Marquis – (pronounced: mahr-KEE) is a name of Old French origin that means ‘nobleman, lord of the borderlands’. A name currently ranked #697 in the USA, Marquis is a name in the vein of Prince, Earl and Duke as names that are given to stations in nobility, lower than a Duke but higher than and Earl or Baron, it is a slightly more subtle choice in making your child feel like nobility. In 2011, 331 baby boys were given the name.
Orange – (pronounced: Oh-rinj) is a name of English origin that means what it says, ‘orange’, whether you take that to be the citrus fruit or the colour orange. It last ranked in 1901 for boys, and never ranked for girls, but with children being named after numerous other fruits, the name could be possible, but preferably as a middle name or match it with a more common name.
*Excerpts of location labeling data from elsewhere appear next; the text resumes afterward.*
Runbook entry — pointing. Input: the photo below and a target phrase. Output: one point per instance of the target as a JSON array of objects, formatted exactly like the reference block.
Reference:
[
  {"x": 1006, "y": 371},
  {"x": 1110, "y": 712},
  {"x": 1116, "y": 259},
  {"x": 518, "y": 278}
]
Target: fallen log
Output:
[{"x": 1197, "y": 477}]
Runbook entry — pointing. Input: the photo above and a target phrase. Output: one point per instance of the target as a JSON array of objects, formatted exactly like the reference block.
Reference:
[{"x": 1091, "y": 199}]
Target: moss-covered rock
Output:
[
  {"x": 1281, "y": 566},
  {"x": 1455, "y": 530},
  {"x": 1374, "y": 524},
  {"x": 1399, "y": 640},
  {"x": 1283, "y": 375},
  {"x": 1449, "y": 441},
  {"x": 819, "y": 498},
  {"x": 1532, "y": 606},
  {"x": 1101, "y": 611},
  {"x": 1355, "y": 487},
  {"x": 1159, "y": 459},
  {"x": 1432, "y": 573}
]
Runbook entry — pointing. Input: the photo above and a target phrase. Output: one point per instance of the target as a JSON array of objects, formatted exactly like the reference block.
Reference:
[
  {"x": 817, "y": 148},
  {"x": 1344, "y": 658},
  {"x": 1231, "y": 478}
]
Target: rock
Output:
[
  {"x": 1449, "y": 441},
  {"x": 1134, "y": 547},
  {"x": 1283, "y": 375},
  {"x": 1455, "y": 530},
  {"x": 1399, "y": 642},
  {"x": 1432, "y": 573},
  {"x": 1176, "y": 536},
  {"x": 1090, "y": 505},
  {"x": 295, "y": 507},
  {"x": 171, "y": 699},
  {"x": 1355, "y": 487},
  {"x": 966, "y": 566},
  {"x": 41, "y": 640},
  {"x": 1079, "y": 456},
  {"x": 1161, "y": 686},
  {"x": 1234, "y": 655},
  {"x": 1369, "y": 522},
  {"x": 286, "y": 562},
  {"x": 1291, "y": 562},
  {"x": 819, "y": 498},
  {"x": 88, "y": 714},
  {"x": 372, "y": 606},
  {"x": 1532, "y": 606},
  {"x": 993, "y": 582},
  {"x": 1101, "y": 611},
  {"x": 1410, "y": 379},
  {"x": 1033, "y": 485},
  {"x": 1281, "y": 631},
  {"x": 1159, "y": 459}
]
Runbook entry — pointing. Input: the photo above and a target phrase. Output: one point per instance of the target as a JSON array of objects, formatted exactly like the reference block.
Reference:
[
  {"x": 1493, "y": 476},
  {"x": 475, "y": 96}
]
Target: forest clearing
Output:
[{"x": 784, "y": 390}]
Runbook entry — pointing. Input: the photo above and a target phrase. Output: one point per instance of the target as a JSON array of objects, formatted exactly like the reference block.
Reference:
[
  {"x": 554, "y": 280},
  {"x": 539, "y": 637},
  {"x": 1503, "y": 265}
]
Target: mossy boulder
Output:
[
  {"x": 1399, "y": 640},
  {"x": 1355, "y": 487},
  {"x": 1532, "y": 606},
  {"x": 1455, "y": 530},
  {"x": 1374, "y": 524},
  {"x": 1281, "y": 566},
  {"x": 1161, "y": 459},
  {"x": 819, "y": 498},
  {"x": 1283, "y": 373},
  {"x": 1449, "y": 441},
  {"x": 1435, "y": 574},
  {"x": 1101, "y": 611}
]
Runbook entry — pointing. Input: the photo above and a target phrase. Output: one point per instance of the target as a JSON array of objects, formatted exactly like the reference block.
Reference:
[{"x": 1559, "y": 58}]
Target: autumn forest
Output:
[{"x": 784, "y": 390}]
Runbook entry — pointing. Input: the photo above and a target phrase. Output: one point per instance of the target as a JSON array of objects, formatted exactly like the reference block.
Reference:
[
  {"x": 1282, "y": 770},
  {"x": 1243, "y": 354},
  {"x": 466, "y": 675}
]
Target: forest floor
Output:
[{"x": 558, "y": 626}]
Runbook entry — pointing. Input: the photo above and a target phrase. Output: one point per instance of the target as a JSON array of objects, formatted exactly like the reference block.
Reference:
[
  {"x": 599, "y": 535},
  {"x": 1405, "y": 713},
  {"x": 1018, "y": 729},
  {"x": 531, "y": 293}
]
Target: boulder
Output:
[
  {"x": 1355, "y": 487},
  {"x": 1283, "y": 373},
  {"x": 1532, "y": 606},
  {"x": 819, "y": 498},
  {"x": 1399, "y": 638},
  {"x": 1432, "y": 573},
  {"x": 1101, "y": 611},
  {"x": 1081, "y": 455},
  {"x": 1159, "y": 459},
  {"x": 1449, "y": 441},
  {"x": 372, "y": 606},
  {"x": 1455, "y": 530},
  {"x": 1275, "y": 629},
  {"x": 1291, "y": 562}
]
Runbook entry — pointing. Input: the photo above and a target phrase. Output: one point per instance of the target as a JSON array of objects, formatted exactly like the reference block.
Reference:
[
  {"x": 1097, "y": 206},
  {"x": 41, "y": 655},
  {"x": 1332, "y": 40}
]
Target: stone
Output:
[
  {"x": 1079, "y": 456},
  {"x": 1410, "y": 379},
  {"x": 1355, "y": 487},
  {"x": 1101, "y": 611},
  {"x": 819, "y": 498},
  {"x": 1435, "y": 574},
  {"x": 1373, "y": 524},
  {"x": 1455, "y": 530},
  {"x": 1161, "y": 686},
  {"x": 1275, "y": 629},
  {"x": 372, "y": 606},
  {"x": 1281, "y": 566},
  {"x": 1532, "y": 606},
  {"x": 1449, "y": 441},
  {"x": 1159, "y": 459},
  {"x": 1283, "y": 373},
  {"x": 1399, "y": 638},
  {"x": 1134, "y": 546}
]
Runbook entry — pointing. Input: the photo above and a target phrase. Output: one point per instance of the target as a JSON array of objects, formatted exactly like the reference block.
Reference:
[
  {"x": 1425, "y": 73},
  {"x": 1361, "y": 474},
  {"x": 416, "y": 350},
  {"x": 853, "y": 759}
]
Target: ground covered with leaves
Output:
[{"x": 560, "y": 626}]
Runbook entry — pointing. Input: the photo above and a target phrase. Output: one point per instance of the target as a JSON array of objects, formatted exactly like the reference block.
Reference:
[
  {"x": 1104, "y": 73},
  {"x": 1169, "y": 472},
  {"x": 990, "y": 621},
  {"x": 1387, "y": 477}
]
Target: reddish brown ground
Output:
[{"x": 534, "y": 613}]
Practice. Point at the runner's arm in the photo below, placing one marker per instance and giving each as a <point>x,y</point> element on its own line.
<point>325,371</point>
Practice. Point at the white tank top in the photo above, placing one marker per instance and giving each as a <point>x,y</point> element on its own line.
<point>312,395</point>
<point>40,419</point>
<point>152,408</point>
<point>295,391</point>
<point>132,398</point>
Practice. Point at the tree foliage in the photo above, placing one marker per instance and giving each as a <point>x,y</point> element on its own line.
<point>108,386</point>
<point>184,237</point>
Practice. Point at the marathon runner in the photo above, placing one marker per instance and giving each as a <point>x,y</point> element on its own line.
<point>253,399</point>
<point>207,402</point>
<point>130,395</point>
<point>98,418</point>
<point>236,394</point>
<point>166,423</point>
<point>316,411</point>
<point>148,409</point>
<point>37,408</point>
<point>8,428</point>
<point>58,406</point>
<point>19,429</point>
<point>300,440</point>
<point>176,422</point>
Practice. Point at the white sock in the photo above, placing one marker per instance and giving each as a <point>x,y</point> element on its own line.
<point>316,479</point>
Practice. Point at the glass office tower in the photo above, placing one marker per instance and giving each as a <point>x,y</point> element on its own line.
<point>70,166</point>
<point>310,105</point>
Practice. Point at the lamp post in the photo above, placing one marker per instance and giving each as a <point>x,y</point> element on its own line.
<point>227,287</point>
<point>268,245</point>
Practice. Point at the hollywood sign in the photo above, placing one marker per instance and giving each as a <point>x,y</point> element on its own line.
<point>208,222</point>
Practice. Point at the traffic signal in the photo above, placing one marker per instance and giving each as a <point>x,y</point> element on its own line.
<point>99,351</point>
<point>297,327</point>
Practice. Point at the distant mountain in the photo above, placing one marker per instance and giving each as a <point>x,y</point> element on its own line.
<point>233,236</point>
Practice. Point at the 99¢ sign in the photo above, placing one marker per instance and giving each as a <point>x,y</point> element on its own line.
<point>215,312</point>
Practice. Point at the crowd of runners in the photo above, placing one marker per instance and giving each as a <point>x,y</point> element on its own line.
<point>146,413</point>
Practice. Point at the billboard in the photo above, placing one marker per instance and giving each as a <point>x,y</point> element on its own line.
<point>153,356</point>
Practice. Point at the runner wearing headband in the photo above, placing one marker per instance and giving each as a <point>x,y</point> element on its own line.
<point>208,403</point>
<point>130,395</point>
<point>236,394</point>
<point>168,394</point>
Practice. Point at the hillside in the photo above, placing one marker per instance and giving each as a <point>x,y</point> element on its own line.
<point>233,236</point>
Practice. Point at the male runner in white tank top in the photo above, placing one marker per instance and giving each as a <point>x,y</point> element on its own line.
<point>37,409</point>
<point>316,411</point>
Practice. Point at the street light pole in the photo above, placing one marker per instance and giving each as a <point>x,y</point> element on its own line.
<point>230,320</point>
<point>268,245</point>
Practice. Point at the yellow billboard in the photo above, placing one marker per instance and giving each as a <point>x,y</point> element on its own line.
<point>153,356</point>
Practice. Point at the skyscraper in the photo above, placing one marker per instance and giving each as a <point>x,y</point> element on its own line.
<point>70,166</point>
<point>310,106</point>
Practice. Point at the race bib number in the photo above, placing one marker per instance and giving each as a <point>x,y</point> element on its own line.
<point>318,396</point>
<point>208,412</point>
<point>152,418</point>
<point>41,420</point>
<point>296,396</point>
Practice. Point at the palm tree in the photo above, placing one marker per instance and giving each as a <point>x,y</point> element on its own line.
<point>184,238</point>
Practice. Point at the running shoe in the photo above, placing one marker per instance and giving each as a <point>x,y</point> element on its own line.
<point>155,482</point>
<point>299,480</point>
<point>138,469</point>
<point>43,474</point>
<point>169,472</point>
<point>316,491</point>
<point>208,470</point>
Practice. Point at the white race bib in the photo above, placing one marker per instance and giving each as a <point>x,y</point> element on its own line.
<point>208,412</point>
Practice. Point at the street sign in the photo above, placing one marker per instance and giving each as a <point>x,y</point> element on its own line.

In 2011, less than 5, or none at all, baby boys or girls were given the name Orange.
Rutherford – (pronounced: RUH-ther-ford) is a name of Old English origin meaning ‘catlle-crossing’ but is probably best remembered as the name of the 19th President of the United States, Rutherford B. Hayes. A name that would fit well with Wellington, the name has not ranked since 1905. In 2011, the name was given to less than 5, if none at all, baby boys.
Shelby – (pronounced: SHEL-bee) is a name of Latin origin that means ‘estate on the ledge’. It last ranked in 1999 for boys and has instead found its way within the Top 1000 for girls, currently placed at #218 though the name is not slowly moving down the list. Always more popular for girls, ranking as high as #33, compared to the boys peak at #386, Shelby would make a unique choice for a son today. In 2011, 42 baby boys were given the name Shelby.